Being a local doesn't make you any better
It's embarrassing to recount my thought process. I was irritated by some imagined insult of Montana's rural residents by Chadwick. Call it hometown pride; we're a sensitive people.
In Montana and across the West it matters where you were, as we say, born and raised. When my neighbor refers to the previous owners of the farmhouse I rent near St. Ignatius, Mont., he calls them Californians. They moved from Monterey in 1940.
We seem to think our problems are the result of outsiders and newcomers. At a recent Democratic event in Billings, a man complained of new arrivals to the state who vote straight-ticket Republican. Last month, a commentator on the radio blamed West Coast environmentalists for the woes of the logging industry. Everyone knows Californians cause urban sprawl.
Long residence in a place can be used as a crutch when logic is inadequate or troublesome. At public meetings on a proposed plan for the Confederated Salish and Kootenai Tribes to run parts of the National Bison Range, opponents prefaced their arguments by noting how many years they'd lived on the land. But how can 27 or 77 years compare to untold generations that have lived on the same land?
A local identity connotes intimacy and understanding. But the two don't necessarily follow.
They certainly didn't in my case. I was raised to consider myself a Montana insider as a birthright. It's funny because I was born in -- shudder -- California, a geographic error caused by the Vietnam War. But both sides of my family have lived in the Big Sky State for a century. My maternal grandmother's childhood homestead was flooded by waters from the Fort Peck Dam in the 1930s (top that!).
I haven't always treasured my Montana ties. When I was in college near New York City, I made jokes about inbreeding and the deleterious effects of drinking bad water. I envied the kids who had gone to name-brand universities. My relatives pronounced wrestling as "rassling."
My girlfriend helped me rediscover my rural relatives. The importance in her life of her extended family on the Crow Reservation prompted me to accept an invitation in the fall of 1995, from my mother's cousin, to hunt on his land north of the Missouri River Breaks. When it came down to the trip, I was nervous. My cousin liked to deride welfare cheats and environmental regulations. He was a Republican and a rancher. We were three Indians and me.
But when we reached his spread, my cousin, Bill French, was gracious. He led us out to the miles of open country that he thought would best yield a few mule deer for our tags. Out there is big and open. From a high ridge, the grassy land breaks and folds, falling away toward the Missouri to the south.
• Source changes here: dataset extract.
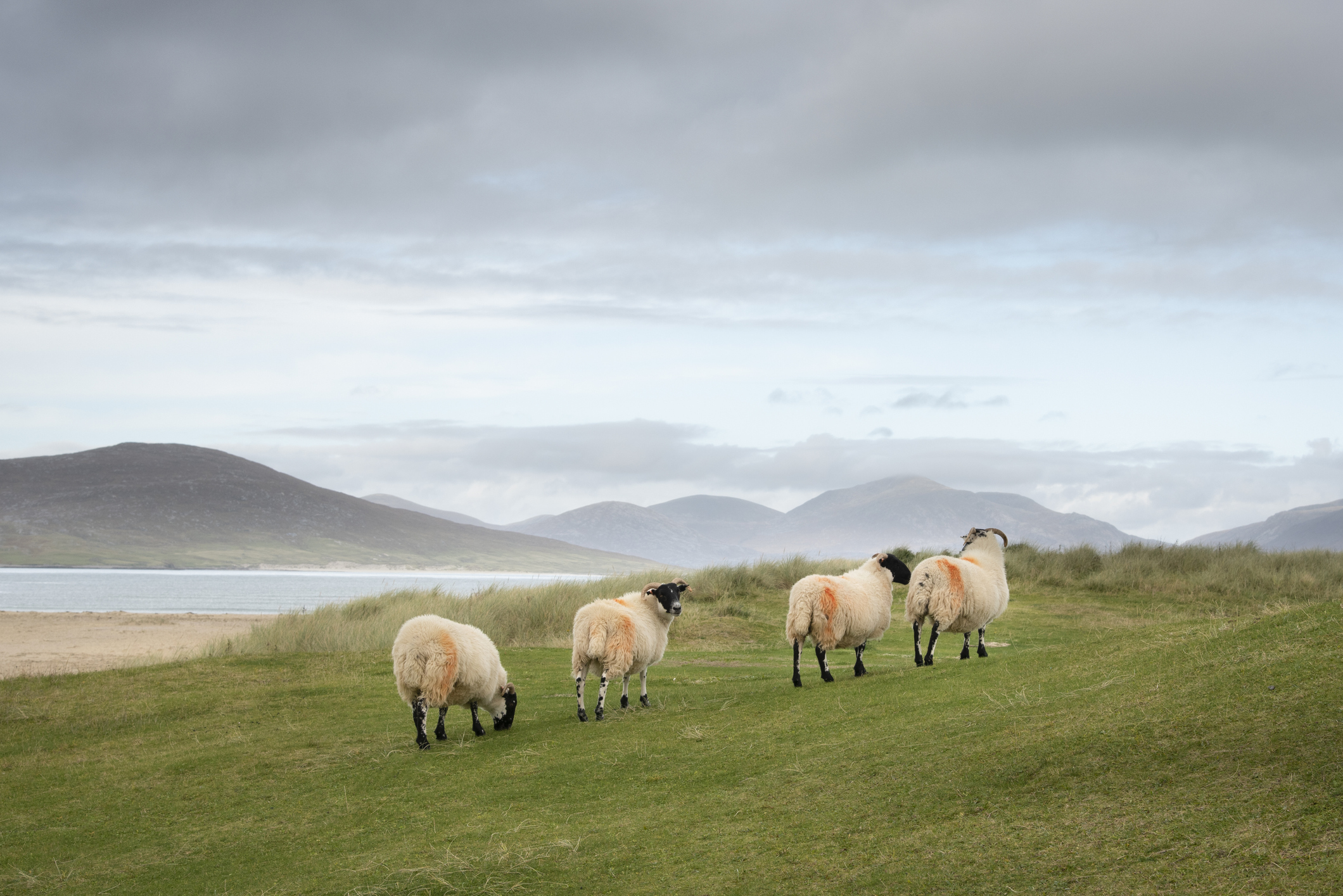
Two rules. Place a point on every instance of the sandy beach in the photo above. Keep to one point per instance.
(38, 644)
For the better part of an hour we drove a faint dirt track, bumping over tussocks of grass and down though coulees. Finally he swung around in a field and wished us luck.
I felt a wave of affection for him as his pickup vanished over a rise. A few hours later I had a buck, gutted and ready to haul back to Billings atop my parents' red Nissan Sentra. It was a struggle to get the weight of the dead animal onto the roof, and by the time I had the front legs tied to the rear bumper, I realized the deer was open, spread-eagled, to the sky, rear forward. It was too much trouble, though, to flip him over and turn him around, so I finished tying him.
That poor beast drew honks and hilarious double-takes from the few vehicles we passed on the five-hour drive back to Billings.
What can I say? I seem even more ridiculous when my cousin tells the story. But warmer and more tolerant relationships don't magically erase political differences. They can help, but none of that comes automatically. Locals don't know it all, nor are newcomers --no matter what their political affiliation -- locked out of wisdom and understanding.
After I finished reading "True Grizz," I had a chance to meet Doug Chadwick and find out where he was from. But I really didn't care. Instead, we traded grizzly bear stories.